Simple. Classic. The traditional jumper wearer understands the minimal amount of fun required by the day and sets the limit there. His navy blue Nordic patterned sweater is vaguely stylish and instantly forgettable, helping him blend in to the background – still a part of the crowd, but definitely not standing out. He will be back at his desk within 30 seconds of the obligatory “team photo”, waiting for everyone else to sit down so he can start the tea-round.

2. The nerdy

No traditional styles here. The nerdy Christmas jumper wearer is kitted out in clothes depicting their favourite slogans from the world of TV, films and video games. Instead of Father Christmas you’ll see Chewbacca. Instead of reindeer you’ll see velociraptors. And there’ll be so many “clever” slogans emblazoned across them from “Winter Is Coming” to “Now I Have A Machine Gun Ho Ho Ho” to obscure lines from the once-aired 1962 Doctor Who Christmas Special. In fact, the more obscure the better so if you don’t get the reference, don’t worry. They prefer it that way.

3. The inappropriate

Seeing every opportunity as a chance to shock and amaze, thus showing how wild and daring they are, the inappropriate Christmas jumper wearer will be well prepared for the day, having sought out his jumper from the darkest corners of the internet weeks in advance. Blending traditional festive style with images of sex, violence and Santa urinating on reindeer, the only thing that will spoil this comedic maverick’s fun will be the other office clown turning up in the same jumper. Not to worry though, because their jumpers will only stay on until Carol from HR turns up with a reminder of company policies…

4. The homemade

The homemade jumper wearer has put more time, care and effort in to this hand-knitted creation than an entire year’s worth of her actual work. Starting from instructions she found on youtube, she’s adapted the design as she’s gone along to draw her own personality in. Yes the pattern’s a little askew, and one of the snowman’s arms is longer than the other, and there’s some sort of animal that might be a dog that probably has a fascinating and deeply personal backstory that she’s been practicing for days but on the surface doesn’t appear to have anything to do with the rest of the festive design, but it’s still an impressively constructed top for one person to have made. And one that is guaranteed to win that £5 gift card promised to the best jumper in the office.
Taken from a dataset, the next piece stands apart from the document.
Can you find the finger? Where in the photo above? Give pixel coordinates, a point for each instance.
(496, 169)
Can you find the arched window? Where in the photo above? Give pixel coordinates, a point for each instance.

5. The homemade (but rubbish)

Ah, the ones who thought they could get away with it. Not one to give in and buy a tacky Christmas jumper, they thought that they too would be able to fashion one out of something else. But their ambitions were too high and now they have to slink in to the office in their pitiful plain top with a misshapen paper Father Christmas glued on the front, with a bit of glitter sprinkled over that you’ll all still be finding on your desks at Easter. They’ll try and laugh it off, but you’ll all be able to see the deep shame in their eyes as the pathetic picture slowly droops, finally falling to the ground around mid morning.

6. The non-participant

Sitting smugly at their desk like they’re so enlightened that the idea of taking part in an activity as simple as putting on a jumper is beneath them, the non-participant feels no shame in ruining everyone’s fun. They’ll wear their normal clothes thank-you-very-much, keeping themselves out with excuses like “I just don’t own a Christmas jumper” or “I don’t see the point” or the very worst “I forgot”. So you’ll drag them in to the office picture anyway and they’ll be forced to stand awkwardly at the side looking more out of place and stupid than if they’d just joined in to begin with, and everyone will remember not to buy them a round at the Christmas party.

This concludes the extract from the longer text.